— В свое время вам, господин Канарис, действительно удалось заметить меня входящим в этот банк, — англичанин предельно точно уловил этот, очень важный психологически, момент опознания.
— Какая наблюдательность! — кисло ухмыльнулся Канарис, хотя должен был бы, по крайней мере, удивиться. — А вот я вас что-то не припоминаю.
— Не юлите, капитан-лейтенант, я специально подставился вам, дабы напомнить о ваших «великобританских обязательствах». Но то ли вы действительно не успели разглядеть меня, то ли специально умудрились не узнать.
— Скорее второе.
— В таком случае, напомню о себе: лейтенант О’Коннел. А еще напомню, что это не первая наша встреча.
— Я не коллекционирую псевдонимов и разведывательных кличек.
— Это не псевдоним и не кличка.
— Уж не хотите ли вы сказать, что на задания по делам разведки выезжаете под своим собственным именем?
— В этом и состоит моя конспирация.
— Сомневаюсь, что только в этом.
— О’Коннел — моя настоящая фамилия, черт возьми, — вежливо возмутился его недоверием англичанин. — В дружественные нам страны я предпочитаю приезжать под своим именем и со своими собственными документами. Советую вам, Канарис, поступать точно так же.
— Тогда, в Плимуте, мне пришлось предъявлять те документы, которые позволили мне выжить в Латинской Америке и пересечь Атлантику, — не менее вежливо объяснил ему Вильгельм.
— Фальшивые документы — не самый большой грех разведчика.
— Для него это, скорее, реквизит, как для фокусника — колода карт или платочек в рукаве.
— Очень своевременное и мудрое толкование.
— Нам нетрудно будет договариваться — это вы хотите сказать?
— Опытные, умудренные жизнью люди, — развел руками англичанин. — Когда-то же она должна наступать — пора степенности и зрелости!
— Что привело вас ко мне, лейтенант?
— После вашего отплытия из Англии я проследил по карте путь вашего бегства из лагеря интернированных германских моряков, снятых с тонущего крейсера «Дрезден». Признаюсь, это впечатляет: остров Квириквина из архипелага Хуана Фернандеса, континентальное Чили, губительные перевалы Анд в обход чилийских и аргентинских пограничных постов.
— Поверьте, это не столь романтично, как вам представляется, лейтенант. Даже в восприятии такого романтика, какого вы видите сейчас перед собой.
— … Затем судно, на котором, выступая в роли кочегара, вы сумели наладить приятельские отношения с несколькими англичанами, дабы усовершенствовать свой английский, — все с той же долей восхищения завершил англичанин.
— Совсем уж несущественные детали.
— Не скромничайте, Канарис: совершить подобный вояж дано не каждому.

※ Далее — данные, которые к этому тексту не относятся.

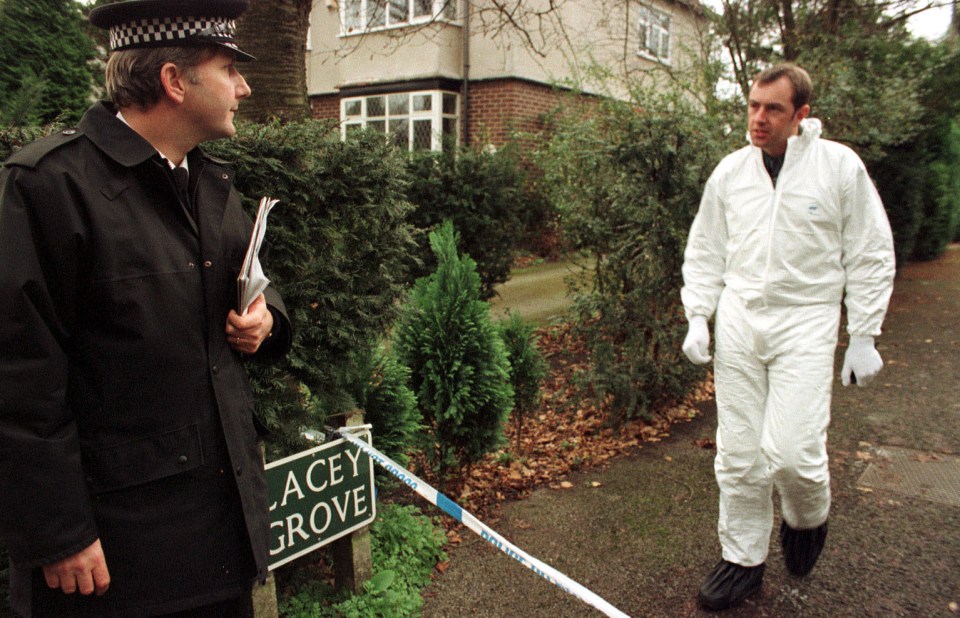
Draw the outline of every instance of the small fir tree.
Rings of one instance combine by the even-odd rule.
[[[354,387],[353,397],[363,410],[364,420],[373,425],[377,449],[406,464],[410,459],[408,452],[423,430],[417,397],[409,386],[410,369],[397,362],[383,346],[360,356],[356,365],[363,379]]]
[[[510,361],[476,263],[457,253],[450,222],[430,234],[437,270],[417,281],[396,331],[427,433],[424,454],[442,483],[503,441],[513,405]],[[461,477],[462,478],[462,475]]]
[[[521,452],[523,422],[540,405],[541,382],[547,377],[547,362],[537,347],[533,325],[519,313],[511,313],[500,323],[500,337],[510,355],[510,383],[513,385],[514,451]]]

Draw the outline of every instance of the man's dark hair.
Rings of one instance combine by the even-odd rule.
[[[150,47],[115,51],[107,60],[107,96],[117,107],[152,107],[163,96],[160,68],[167,62],[177,65],[195,79],[193,68],[218,52],[213,45],[191,47]]]
[[[753,83],[766,86],[781,77],[786,77],[793,84],[794,110],[810,103],[810,98],[813,97],[813,82],[810,80],[810,74],[792,62],[785,62],[760,71],[753,79]]]

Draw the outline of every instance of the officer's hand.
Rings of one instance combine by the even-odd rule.
[[[710,362],[710,329],[707,318],[695,315],[690,318],[690,329],[683,340],[683,353],[694,365],[706,365]]]
[[[100,539],[76,554],[43,567],[43,577],[51,588],[60,588],[65,594],[77,590],[87,595],[100,596],[110,587],[110,572],[103,556]]]
[[[260,349],[267,337],[273,332],[273,314],[267,308],[263,294],[257,297],[244,315],[233,309],[227,316],[227,343],[243,354],[253,354]]]
[[[843,357],[843,370],[840,372],[840,382],[849,386],[852,382],[857,386],[866,386],[873,381],[883,369],[883,359],[873,345],[873,337],[850,337],[850,345]]]

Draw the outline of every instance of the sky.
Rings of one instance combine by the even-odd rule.
[[[950,4],[914,15],[907,24],[914,36],[937,40],[950,27]]]

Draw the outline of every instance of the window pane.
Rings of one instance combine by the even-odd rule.
[[[433,0],[413,0],[414,17],[433,15]]]
[[[390,0],[390,25],[407,21],[407,0]]]
[[[387,0],[367,0],[367,27],[377,28],[386,24]]]
[[[430,120],[413,121],[413,149],[430,150],[433,142],[433,122]]]
[[[450,94],[449,92],[443,93],[443,113],[444,114],[457,113],[457,95]]]
[[[410,121],[406,118],[394,118],[390,120],[390,134],[393,143],[399,148],[407,150],[410,148]]]
[[[347,116],[359,116],[363,111],[360,99],[351,99],[343,104],[343,113]]]
[[[457,147],[457,126],[456,118],[443,119],[443,143],[440,145],[444,152],[451,152]]]
[[[410,113],[410,95],[407,93],[403,94],[391,94],[390,95],[390,115],[391,116],[402,116],[404,114]]]
[[[413,95],[413,111],[415,112],[429,112],[433,109],[433,95],[432,94],[415,94]]]
[[[383,97],[367,97],[367,117],[386,116],[383,103]]]
[[[440,0],[440,4],[442,6],[440,14],[451,21],[455,21],[460,0]]]
[[[354,32],[362,27],[360,22],[360,11],[363,8],[363,0],[345,0],[343,9],[343,30],[344,32]]]

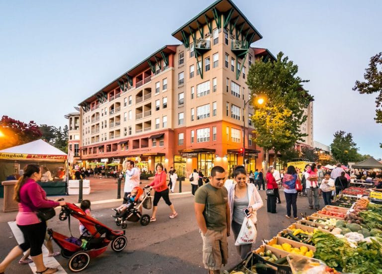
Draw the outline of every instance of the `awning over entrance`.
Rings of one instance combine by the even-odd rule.
[[[159,134],[155,134],[155,135],[151,135],[149,137],[149,139],[159,139],[163,137],[164,135],[164,133],[160,133]]]

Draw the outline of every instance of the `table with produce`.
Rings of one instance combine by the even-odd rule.
[[[292,224],[230,274],[382,274],[382,205],[342,196]]]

Таким можно гордиться потом всю жизнь.
— С этим трудно не согласиться. При всей моей скромности.
— Почел бы за честь оказаться вашим спутником.

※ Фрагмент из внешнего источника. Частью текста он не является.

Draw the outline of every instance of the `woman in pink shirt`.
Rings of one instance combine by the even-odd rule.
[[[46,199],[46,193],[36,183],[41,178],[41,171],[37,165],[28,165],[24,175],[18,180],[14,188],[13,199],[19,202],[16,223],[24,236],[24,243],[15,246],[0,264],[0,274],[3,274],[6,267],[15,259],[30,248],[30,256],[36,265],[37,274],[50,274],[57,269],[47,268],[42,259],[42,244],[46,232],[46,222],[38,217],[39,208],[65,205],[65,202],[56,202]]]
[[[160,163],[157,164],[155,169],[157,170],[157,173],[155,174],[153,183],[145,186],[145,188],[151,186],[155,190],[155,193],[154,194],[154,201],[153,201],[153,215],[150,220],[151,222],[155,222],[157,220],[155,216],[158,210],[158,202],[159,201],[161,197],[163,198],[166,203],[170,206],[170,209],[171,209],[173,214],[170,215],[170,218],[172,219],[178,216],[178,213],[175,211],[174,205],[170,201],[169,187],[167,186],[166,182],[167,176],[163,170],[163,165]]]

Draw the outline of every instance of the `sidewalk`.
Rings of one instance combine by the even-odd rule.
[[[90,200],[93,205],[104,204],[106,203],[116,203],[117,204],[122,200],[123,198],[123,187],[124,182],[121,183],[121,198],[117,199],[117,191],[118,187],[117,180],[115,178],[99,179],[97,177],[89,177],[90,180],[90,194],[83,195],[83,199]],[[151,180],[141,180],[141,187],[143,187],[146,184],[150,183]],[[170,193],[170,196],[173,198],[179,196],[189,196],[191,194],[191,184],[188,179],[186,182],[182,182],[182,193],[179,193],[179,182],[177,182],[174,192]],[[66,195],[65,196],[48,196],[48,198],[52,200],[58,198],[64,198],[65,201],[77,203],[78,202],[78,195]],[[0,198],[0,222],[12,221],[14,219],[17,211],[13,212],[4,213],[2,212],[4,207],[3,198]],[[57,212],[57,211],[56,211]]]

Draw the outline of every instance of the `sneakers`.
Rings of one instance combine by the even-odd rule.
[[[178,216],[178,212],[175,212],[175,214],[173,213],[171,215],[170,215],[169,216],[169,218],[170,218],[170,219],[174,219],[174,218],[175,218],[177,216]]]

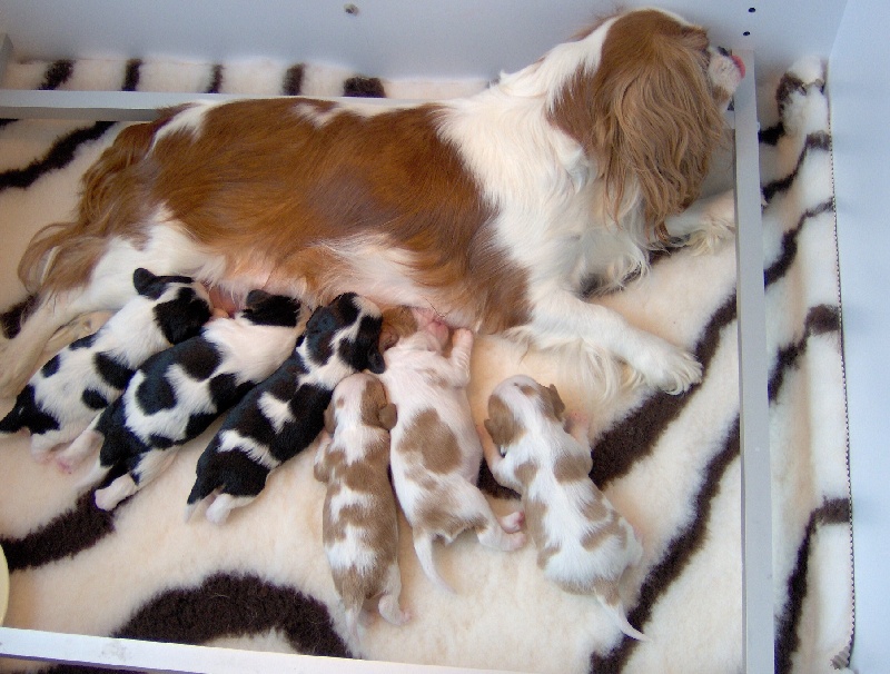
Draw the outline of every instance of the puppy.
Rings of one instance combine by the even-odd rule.
[[[495,479],[522,494],[525,521],[537,546],[537,565],[566,592],[595,594],[627,636],[647,641],[624,614],[619,584],[640,563],[633,527],[593,480],[586,428],[573,437],[563,425],[565,405],[555,386],[518,375],[488,398],[485,428],[500,453],[490,455]]]
[[[0,420],[0,433],[30,432],[36,459],[80,435],[146,358],[194,337],[210,319],[207,290],[190,278],[139,268],[132,286],[137,295],[98,331],[48,360]]]
[[[110,511],[157,477],[175,449],[198,437],[287,357],[297,338],[300,305],[254,290],[234,318],[217,318],[200,335],[146,360],[123,395],[110,405],[60,457],[72,469],[101,445],[85,482],[122,472],[96,492]]]
[[[294,354],[227,415],[201,454],[186,519],[207,499],[207,519],[221,524],[315,440],[337,384],[366,368],[383,371],[380,324],[377,306],[355,293],[313,313]]]
[[[587,383],[606,390],[617,358],[682,393],[701,378],[689,353],[582,296],[620,290],[673,240],[731,236],[732,195],[694,201],[743,73],[704,29],[633,9],[466,99],[162,110],[88,171],[76,218],[29,245],[19,275],[38,297],[0,351],[0,390],[28,378],[57,328],[116,308],[120,279],[155,260],[312,304],[362,288],[380,305],[434,306],[453,326],[580,347],[578,376],[602,374]]]
[[[327,484],[322,536],[334,586],[346,607],[346,623],[358,641],[367,602],[402,625],[408,614],[398,605],[398,516],[389,485],[389,429],[396,408],[380,381],[367,374],[346,377],[325,412],[333,437],[315,455],[315,477]]]
[[[448,328],[428,314],[406,308],[387,311],[382,375],[398,409],[392,432],[393,485],[414,534],[414,549],[427,577],[444,589],[433,561],[433,542],[454,541],[472,529],[479,543],[512,551],[525,544],[522,513],[500,522],[476,487],[482,445],[473,425],[466,386],[473,333],[454,333],[451,355],[443,351]]]

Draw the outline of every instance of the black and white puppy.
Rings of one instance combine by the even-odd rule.
[[[364,369],[383,373],[382,324],[377,306],[354,293],[317,308],[290,358],[233,408],[201,454],[186,518],[208,499],[207,519],[221,524],[315,442],[337,384]]]
[[[177,447],[275,371],[294,348],[299,308],[290,297],[253,290],[234,318],[211,320],[197,337],[146,360],[117,403],[66,450],[75,463],[101,444],[85,483],[122,473],[96,492],[96,505],[110,511],[138,492]]]
[[[132,285],[136,297],[98,331],[50,358],[0,420],[0,433],[30,432],[36,459],[80,435],[149,356],[194,337],[210,319],[207,290],[186,276],[139,268]]]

— Как только вновь окажусь в плену у чилийских аборигенов, сразу же телеграфирую вам, лейтенант.
— …А что касается всевозможных неприятностей, выпадавших тогда на вашу долю, — простил ему и этот выпад О’Коннел, — то ничто так не оправдывает и не облагораживает наше поведение вдали от родины, как непредвиденные обстоятельства и борьба за жизнь.
15
Англичанин чопорно уселся за столик для клиентов, стоявший у широкого окна и, прежде чем предложить второе кресло Канарису, посоветовал ему взглянуть в окно.

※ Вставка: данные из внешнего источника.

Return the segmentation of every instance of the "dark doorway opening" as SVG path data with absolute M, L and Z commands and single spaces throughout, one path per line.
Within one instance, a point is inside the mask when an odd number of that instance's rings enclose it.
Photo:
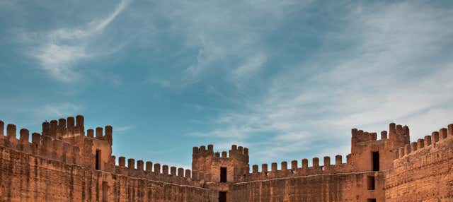
M 376 180 L 374 176 L 368 176 L 367 185 L 368 190 L 374 190 L 376 189 Z
M 101 170 L 101 150 L 96 150 L 96 170 Z
M 379 153 L 373 152 L 373 171 L 379 171 Z
M 226 167 L 220 167 L 220 182 L 226 182 Z
M 219 202 L 226 202 L 226 192 L 219 192 Z

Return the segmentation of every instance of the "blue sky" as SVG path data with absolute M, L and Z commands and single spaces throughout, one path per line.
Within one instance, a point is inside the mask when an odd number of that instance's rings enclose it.
M 345 155 L 350 129 L 453 122 L 453 4 L 1 1 L 0 119 L 84 114 L 113 153 L 190 167 Z

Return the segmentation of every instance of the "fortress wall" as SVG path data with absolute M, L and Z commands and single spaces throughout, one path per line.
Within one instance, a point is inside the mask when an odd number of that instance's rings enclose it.
M 348 158 L 347 158 L 347 160 Z M 247 181 L 265 180 L 275 178 L 291 177 L 299 176 L 309 176 L 314 174 L 336 174 L 350 172 L 353 171 L 353 167 L 347 162 L 343 162 L 343 157 L 337 155 L 332 162 L 331 158 L 325 156 L 323 158 L 323 165 L 320 165 L 319 158 L 314 158 L 311 160 L 312 166 L 309 167 L 309 160 L 302 159 L 302 164 L 297 160 L 292 160 L 290 163 L 286 161 L 281 162 L 280 169 L 278 170 L 278 163 L 270 164 L 270 170 L 268 170 L 268 165 L 265 163 L 261 165 L 261 171 L 258 172 L 258 165 L 252 165 L 251 173 L 246 176 Z M 302 165 L 302 167 L 299 165 Z
M 401 148 L 385 176 L 385 201 L 453 201 L 453 125 Z
M 214 201 L 218 194 L 96 171 L 4 146 L 0 155 L 0 201 Z
M 383 175 L 367 172 L 238 183 L 231 186 L 227 197 L 229 201 L 384 201 L 383 195 L 367 190 L 368 176 L 376 177 L 376 190 L 382 190 Z

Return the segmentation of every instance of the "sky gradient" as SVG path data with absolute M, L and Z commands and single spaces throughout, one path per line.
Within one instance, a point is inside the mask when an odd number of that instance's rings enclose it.
M 83 114 L 113 155 L 188 168 L 195 145 L 270 163 L 453 123 L 452 1 L 1 1 L 0 119 Z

Прямо перед ним открывалась небольшая площадь, а вправо и влево — только не перпендикулярно банку, а под углом от него — уходили вниз по склону две оживленные улицы.
Канарис мог бы признать в лейтенанте любителя уличных сценок, если бы не два любопытных момента: на площади перед банком отлично просматривались подходы к представительству, в котором служил О’Коннел, а справа точно так же хорошо просматривались подходы к зданию, в котором располагалось германское посольство.
— Прекрасное времяпрепровождение, — согласился Канарис, отодвигая свое кресло так, чтобы не закрывать лейтенанту часть пространства перед окном. — Что привело вас ко мне, лейтенант?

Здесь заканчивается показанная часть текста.